By 9:40 AM ET (1340 GMT), the yield on the 10-year Treasury bond had risen to 1.75%, its highest in 14 months. while the 30-year bond was trading around the 2.50% level after breaching it in overnight trading for the first time since 2019.

Rises in long-term interest rates over the last few weeks have tended to put more pressure on technology stocks than others, as they raise the opportunity cost of holding assets that are in many cases only expected to generate significant cash flows some years in the future. That was the case again on Thursday, with the tech-heavy Nasdaq Composite falling 1.3% in early trading, while the S&P 500 fell 0.5%.

The Dow Jones Industrial Average, by contrast, with its heavier weighting of cyclical stocks, eked out a 0.1% gain on top of Wednesday’s record close to trade at 33,098 points.

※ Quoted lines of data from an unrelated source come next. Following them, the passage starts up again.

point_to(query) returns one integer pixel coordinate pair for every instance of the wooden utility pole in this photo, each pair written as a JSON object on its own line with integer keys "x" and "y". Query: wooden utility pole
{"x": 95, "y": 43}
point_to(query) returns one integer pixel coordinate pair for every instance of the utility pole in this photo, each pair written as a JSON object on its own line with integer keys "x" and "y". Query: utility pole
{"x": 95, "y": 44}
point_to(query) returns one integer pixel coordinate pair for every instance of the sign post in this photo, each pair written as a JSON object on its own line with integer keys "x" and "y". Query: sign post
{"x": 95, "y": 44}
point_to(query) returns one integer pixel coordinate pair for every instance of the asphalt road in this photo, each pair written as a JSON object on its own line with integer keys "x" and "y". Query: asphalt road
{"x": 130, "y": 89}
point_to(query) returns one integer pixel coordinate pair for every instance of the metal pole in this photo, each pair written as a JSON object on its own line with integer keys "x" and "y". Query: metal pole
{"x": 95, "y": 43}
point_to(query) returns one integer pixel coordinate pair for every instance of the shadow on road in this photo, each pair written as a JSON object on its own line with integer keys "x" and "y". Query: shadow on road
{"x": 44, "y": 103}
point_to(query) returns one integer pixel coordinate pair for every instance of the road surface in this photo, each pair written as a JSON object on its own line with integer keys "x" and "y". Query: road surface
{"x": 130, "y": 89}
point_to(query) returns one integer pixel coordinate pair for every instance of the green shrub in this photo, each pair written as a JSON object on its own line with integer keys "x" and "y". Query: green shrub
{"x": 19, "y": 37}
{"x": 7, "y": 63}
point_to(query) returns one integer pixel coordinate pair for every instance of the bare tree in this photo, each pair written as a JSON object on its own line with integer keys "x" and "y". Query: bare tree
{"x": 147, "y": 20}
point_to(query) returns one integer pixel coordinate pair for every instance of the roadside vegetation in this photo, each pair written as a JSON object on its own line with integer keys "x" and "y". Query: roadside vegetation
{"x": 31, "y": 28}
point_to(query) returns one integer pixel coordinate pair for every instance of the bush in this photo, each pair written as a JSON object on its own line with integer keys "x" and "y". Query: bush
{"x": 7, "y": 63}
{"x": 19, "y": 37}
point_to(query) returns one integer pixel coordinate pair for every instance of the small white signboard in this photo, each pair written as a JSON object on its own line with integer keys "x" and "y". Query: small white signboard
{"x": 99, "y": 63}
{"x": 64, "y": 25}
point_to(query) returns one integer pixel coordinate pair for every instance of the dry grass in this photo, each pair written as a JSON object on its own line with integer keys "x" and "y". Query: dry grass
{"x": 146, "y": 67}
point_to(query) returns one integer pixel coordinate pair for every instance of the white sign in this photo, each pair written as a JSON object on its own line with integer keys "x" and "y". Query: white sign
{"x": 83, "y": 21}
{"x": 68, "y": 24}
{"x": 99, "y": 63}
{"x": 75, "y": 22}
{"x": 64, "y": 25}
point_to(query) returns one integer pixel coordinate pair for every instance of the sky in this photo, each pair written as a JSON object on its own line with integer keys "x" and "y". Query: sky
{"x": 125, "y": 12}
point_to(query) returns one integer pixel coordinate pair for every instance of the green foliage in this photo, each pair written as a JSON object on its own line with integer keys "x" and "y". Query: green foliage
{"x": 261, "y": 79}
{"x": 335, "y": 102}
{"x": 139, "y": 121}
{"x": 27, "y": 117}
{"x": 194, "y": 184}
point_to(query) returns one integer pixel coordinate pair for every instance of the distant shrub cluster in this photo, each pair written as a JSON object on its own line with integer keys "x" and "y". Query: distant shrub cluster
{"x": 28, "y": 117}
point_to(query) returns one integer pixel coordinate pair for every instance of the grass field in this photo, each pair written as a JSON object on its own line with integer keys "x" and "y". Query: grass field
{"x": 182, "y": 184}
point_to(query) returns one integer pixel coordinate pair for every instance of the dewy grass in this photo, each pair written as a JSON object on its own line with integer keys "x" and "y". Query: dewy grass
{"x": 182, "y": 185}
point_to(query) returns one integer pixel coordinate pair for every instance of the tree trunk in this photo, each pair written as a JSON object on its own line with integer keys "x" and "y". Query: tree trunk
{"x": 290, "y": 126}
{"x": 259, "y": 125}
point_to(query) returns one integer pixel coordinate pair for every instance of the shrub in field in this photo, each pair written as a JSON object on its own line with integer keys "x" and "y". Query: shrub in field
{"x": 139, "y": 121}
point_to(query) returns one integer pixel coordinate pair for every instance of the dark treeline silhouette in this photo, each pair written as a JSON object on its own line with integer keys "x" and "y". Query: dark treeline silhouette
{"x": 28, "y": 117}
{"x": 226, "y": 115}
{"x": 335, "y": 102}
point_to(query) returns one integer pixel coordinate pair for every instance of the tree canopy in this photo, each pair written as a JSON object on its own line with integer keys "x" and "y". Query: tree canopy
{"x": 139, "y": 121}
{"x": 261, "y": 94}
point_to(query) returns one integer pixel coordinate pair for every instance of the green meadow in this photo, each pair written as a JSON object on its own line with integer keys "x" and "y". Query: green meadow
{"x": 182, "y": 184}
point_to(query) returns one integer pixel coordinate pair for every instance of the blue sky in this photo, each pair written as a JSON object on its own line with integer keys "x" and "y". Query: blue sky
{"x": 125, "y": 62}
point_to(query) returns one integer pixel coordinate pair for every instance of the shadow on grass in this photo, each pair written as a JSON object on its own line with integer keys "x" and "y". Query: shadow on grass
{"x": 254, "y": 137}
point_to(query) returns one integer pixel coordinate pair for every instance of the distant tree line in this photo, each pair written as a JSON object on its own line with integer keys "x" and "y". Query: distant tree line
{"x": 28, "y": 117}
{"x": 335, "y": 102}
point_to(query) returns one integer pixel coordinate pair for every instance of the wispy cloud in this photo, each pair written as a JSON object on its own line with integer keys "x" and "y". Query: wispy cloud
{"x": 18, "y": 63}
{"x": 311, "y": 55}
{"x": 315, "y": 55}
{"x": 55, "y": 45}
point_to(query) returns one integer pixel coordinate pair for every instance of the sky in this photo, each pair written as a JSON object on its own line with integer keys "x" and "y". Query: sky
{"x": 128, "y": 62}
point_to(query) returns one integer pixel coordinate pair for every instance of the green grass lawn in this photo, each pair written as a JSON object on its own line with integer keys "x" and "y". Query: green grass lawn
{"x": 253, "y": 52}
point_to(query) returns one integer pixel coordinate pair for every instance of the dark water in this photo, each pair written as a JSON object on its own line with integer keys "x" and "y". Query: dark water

Earlier, the Labor Department had posted data showing an unexpected rise in initial jobless claims to 770,000. However, the broader trend continued lower, with the broader number of those claiming unemployment-related benefits reversing its jump in the previous week’s report to stand at just over 18 million at the end of February.

The market preferred to focus on growing evidence of near-term price pressures, however. The Philadelphia Fed’s business survey showed the region’s manufacturing sector running hot, with its index hitting the highest reading since the 1970s as orders, backlogs and input prices all surged.

Among individual stocks, Tesla (NASDAQ:TSLA) stock fell 3.5%, as some continued to rotate out of the richly-valued electric carmaker into cheaper rivals. News flow around the stock was also negative, with a highly-publicized incident in Michigan that appeared to be caused by shortcomings in its Autopilot software, as well as reports that U.K. customers will no longer be subsidized to buy Tesla cars. The government is lowering the eligibility threshold for subsidies to a price point well below the current price of its Model 3.

Banking stocks were the standout performers in early trade, with PNC Financial (NYSE:PNC) hitting an all-time high and Bank of America (NYSE:BAC), Wells Fargo (NYSE:WFC), U.S. Bancorp (NYSE:USB) and Morgan Stanley (NYSE:MS) stock all hitting their highest in over a year. That reflects a steadily-steepening yield curve, that pads the margins that banks make from taking short-term deposits and making long-term loans. The spread between two-year and 10-year rates has widened from only 65 basis points in November, before Pfizer (NYSE:PFE) and BioNTech announced their vaccine breakthrough, to 150 basis points as of Thursday. That’s the highest level since 2015.